The Sept. 30 deadline for Congress to deliver a complete fiscal 2015 budget plan is still about four months away.
But with a lengthy summer recess spanning nearly the entire month of August, that leaves fewer than 40 working days for the appropriation committees on Capitol Hill to finalize agency spending levels.
That has some budget watchers already raising the possibility of a stopgap continuing resolution to fund government operations.
Bob Tobias, director of Key Executive Leadership Programs at American University told In Depth with Francis Rose agencies should start planning now.
“If I’m a leader, I should be — starting right now — thinking about what the possibilities are,” Tobias said.
While budget planning isn’t quite as chaotic as last year — when the mandatory, across-the-board sequestration cuts kicked in — agency managers can still draw parallels to their experiences then, Tobias said.

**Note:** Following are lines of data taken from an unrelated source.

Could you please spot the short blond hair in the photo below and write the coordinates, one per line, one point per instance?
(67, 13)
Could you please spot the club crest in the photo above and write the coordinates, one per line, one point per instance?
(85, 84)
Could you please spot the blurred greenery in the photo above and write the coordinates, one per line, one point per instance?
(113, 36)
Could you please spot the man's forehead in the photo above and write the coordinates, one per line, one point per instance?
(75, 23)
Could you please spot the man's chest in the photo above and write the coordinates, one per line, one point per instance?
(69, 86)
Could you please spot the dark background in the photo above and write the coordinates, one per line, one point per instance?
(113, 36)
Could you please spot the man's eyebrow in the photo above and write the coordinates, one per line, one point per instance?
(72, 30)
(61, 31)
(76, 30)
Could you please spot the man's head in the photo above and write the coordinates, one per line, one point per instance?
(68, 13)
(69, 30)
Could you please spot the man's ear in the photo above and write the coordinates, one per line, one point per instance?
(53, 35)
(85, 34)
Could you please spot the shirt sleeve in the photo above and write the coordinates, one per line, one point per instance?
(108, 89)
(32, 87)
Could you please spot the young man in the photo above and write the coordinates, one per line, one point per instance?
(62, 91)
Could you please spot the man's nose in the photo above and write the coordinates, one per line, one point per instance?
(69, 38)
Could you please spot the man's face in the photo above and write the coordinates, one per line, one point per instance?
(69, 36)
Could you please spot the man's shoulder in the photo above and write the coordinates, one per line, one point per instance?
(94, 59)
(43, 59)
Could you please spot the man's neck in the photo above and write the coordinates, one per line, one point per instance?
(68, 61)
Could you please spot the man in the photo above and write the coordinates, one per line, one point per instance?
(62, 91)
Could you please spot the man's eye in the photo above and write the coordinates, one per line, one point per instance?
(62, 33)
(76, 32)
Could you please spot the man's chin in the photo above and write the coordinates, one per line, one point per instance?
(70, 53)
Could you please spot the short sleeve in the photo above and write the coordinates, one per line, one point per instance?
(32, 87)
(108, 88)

Those agencies that had planned far enough in advance were able to reduce or negate altogether the need to furlough employees, he explained.
“Those who had their head in the sand had large numbers of furlough days because they thought it wouldn’t happen,” Tobias said. “So, those agencies who are thinking about the continuing resolution now and have several contingencies in mind, will be the best able to face whatever occurs.”
Time and energy wasted in CR planning
Still, for federal agencies, the uncertainty over whether they’ll have to make do with a stopgap funding measure instead of a finalized budget is far from ideal, Tobias said.
In addition to the inconvenience and inefficiency of budgeting by CR, “there’s a huge amount of time and energy wasted when, if the budget was in place, they would be focusing on the present, not trying to anticipate what might happen,” Tobias said.
“I find it ironic that many of those in Congress who say that the government ought be run like a business are willing to throw roadblocks in running the government like a business,” he added. “No business would go for months without a budget and be forced to plan without a budget.”
The normally thorny appropriations process was supposed to be eased this year because the bipartisan budget deal reached by lawmakers last December set top-line funding figures covering the next two years.
“Yes, they are set,” Tobias said. “But [in the fiscal 2015 budget request], the President asked for more in a lot of agencies, and he asked to redistribute to some agencies — so all of that’s up for grabs.”
Still, the House is making progress.
Of the 12 annual spending bills, the House has passed two of them and is set to approve a third — providing funding for the Departments of Commerce and Justice and other related agencies — Thursday.
At this time last year, with the appropriations process snarled by sequestration, the House hadn’t approved a single appropriations bill.